Utilisé pour faire la fête

Pourtant, c’est depuis près de 30 ans que le GHB s’est installé dans les pratiques festives. Apparu dans les années 90 dans les soirées électros, le GHB s’est très vite répandu dans le milieu du clubbing homosexuel. C’est au début du XXIème siècle que l’Organisme Français des Drogues et des Toxicomanies (OFDT) a recensé les premiers cas de consommation à Paris, puis Lille, Toulouse, Marseille et Bordeaux. Dans les soirées du clubbing gay, le GHB était alors utilisé pour des « chemsex », des pratiques sexuelles sous l’influence de drogues. Dans ces moments, le rôle du GHB était d’influencer la relaxation et les sensations.

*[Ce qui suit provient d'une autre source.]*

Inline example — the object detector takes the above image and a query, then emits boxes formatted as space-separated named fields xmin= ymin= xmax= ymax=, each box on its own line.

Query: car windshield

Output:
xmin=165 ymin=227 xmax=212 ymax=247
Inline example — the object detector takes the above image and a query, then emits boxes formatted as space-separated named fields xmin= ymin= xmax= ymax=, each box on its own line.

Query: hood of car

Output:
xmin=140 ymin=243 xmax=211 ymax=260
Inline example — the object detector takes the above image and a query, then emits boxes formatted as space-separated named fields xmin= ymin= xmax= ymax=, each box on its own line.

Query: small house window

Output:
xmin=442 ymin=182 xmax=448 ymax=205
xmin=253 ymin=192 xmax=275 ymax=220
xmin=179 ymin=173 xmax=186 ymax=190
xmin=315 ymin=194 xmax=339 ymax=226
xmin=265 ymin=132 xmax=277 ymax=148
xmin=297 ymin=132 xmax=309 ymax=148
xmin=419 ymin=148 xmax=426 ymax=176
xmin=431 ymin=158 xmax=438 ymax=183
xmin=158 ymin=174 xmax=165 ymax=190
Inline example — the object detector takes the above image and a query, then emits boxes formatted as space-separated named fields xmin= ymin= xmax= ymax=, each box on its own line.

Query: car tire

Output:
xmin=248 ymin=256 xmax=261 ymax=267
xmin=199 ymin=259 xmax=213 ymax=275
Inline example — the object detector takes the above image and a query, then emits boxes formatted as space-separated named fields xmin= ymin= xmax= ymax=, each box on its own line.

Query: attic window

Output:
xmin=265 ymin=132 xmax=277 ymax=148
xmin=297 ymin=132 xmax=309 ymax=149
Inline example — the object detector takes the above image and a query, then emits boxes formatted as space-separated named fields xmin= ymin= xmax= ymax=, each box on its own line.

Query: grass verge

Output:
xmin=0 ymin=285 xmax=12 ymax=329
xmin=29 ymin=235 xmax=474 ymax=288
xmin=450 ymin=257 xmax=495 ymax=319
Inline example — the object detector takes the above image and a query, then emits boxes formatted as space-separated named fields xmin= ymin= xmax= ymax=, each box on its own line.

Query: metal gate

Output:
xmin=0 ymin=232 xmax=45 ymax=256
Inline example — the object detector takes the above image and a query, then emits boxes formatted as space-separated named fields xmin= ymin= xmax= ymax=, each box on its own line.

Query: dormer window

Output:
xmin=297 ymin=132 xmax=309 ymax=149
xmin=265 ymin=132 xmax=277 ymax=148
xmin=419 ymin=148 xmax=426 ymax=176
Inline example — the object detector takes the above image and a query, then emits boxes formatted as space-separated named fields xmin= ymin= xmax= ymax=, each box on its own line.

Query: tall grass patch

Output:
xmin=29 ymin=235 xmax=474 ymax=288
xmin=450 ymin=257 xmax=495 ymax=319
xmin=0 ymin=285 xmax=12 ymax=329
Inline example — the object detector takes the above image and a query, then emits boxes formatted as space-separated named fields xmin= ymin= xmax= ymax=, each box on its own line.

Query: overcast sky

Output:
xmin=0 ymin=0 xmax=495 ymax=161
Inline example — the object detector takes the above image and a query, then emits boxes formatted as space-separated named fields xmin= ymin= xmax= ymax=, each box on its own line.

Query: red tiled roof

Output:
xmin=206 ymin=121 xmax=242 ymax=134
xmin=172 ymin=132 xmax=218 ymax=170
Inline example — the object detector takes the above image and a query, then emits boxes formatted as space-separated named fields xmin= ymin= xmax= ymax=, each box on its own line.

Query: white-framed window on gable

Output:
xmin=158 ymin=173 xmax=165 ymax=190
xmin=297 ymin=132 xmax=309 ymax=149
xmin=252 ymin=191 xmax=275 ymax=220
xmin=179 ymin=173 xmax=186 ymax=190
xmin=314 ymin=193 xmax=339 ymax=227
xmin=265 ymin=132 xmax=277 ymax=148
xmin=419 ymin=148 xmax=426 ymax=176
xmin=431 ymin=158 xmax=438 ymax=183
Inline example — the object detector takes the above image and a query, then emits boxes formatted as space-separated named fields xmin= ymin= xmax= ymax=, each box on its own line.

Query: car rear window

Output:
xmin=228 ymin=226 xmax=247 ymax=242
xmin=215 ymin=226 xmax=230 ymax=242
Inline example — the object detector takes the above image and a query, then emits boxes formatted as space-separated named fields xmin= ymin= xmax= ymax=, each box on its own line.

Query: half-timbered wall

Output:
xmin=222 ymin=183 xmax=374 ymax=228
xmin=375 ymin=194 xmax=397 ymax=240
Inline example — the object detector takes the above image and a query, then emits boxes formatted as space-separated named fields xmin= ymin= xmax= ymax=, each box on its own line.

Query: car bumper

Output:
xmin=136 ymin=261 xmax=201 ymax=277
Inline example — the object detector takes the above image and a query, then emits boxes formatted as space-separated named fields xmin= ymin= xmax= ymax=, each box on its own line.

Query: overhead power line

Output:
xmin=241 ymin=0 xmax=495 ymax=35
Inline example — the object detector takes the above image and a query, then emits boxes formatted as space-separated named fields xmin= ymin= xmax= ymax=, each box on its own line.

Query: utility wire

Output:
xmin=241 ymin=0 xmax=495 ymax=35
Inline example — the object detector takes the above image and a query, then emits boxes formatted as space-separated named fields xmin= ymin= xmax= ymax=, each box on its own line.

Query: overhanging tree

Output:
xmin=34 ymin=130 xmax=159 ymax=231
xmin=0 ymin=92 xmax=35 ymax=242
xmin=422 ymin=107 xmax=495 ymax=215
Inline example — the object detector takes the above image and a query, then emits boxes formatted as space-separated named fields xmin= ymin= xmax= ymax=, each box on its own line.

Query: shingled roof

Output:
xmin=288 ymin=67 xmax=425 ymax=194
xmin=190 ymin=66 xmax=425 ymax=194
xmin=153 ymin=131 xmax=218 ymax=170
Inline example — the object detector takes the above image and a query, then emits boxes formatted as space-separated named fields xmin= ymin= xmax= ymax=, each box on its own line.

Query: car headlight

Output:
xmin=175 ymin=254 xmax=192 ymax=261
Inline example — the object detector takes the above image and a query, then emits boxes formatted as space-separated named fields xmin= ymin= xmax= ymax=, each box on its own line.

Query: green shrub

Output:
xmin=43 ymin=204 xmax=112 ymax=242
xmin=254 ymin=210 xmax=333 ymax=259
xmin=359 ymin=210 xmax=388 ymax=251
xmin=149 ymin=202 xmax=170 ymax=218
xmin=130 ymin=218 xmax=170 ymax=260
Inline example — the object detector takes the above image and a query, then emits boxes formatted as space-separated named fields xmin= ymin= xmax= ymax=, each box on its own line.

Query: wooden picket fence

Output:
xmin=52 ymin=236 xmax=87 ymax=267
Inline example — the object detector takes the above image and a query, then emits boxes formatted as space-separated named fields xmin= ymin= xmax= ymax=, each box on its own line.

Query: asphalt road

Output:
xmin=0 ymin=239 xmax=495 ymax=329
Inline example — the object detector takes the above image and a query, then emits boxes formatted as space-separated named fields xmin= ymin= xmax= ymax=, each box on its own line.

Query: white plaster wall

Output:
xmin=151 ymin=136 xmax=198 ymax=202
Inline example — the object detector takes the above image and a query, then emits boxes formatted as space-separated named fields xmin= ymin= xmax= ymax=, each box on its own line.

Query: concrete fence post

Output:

Malgré son interdiction en 1999, le GHB a causé de nombreux accidents, aux Etats-Unis et en Europe. Que ce soit sur le dark net ou par le deal de rue, cette drogue a toujours circulé. Mais les consommateurs ont pu se procurer du GHB d’une manière différente que celle du trafic. « Les utilisateurs de cette drogue ont trouvé une alternative pour contourner l’interdiction », déplore la directrice du CEIP. Pour cela, les fêtards ont commencé à consommer du GBL, un liquide également néfaste pour l’homme. Ce produit se retrouve notamment dans les solvants industriels, en vente libre dans le commerce. Consommé, le GBL a les mêmes répercussions que le GHB. Les deux drogues ne font donc plus qu’une.

C’est en 2011 que les solvants industriels qui contiennent du GBL vont être interdits à la vente. Cependant, les consommateurs en trouvent toujours sur des sites illégaux. Et pour cause, le nombre de cas d’overdoses au GHB/GBL connaît un gain de popularité depuis 2015. Désormais, l’utilisation du GHB ne se cantonne plus au clubbing homosexuel. Selon une étude de l’OFDT, de nombreux accidents auraient été recensés dans des espaces de fêtes standards, comme en boîte de nuit. La note rapporte également que chaque année, il y aurait entre 40 et 50 cas recensés d’accidents à Paris. Or, Samira Djezzar, qui a participé à l’étude de l’OFDT, avoue « que de nombreux cas de consommation ne sont pas encore connus ».

Des agressions au GHB

Autre utilisation du GHB : celle des criminels. Surnommé « drogue du violeur », ce liquide peut être utilisé pour affaiblir un individu. Dissimulée dans une boisson, la substance inodore et incolore passe inaperçue. Si la victime la consomme, elle sera impactée par les effets en quelques minutes, et cela pendant plusieurs heures.

Droguée, la personne va perdre son libre-arbitre, être abandonnée psychiquement et perdre tout moyen de défense. Cette terrible sensation, Eric* l’a vécue. Ce quadragénaire nantais a été victime d’une agression, probablement au GHB, en juillet 2016. « Ils étaient plusieurs dans le coup. Une femme m’a charmée puis droguée, ses complices m’ont ensuite volé », se souvient-il vaguement. À la demande de ses agresseurs, la victime avait donné sans broncher sa carte bancaire et son code. Au final, la soirée lui a coûté près de 4000 €. Mais pour Eric, le préjudice n’est pas que financier : « S’il me l’avait demandé, je me serais mis à nu. J’ai la conscience violée. »

Après plusieurs heures à errer dans les rues, Eric est revenu à la raison. Mais le temps d’aller porter plainte, il était déjà trop tard. Le GHB disparaît très vite du corps humain. Il est donc difficile de faire avancer une enquête quand la trace de l’agression est déjà partie. Eric n’aura jamais eu justice, comme pour beaucoup de victimes.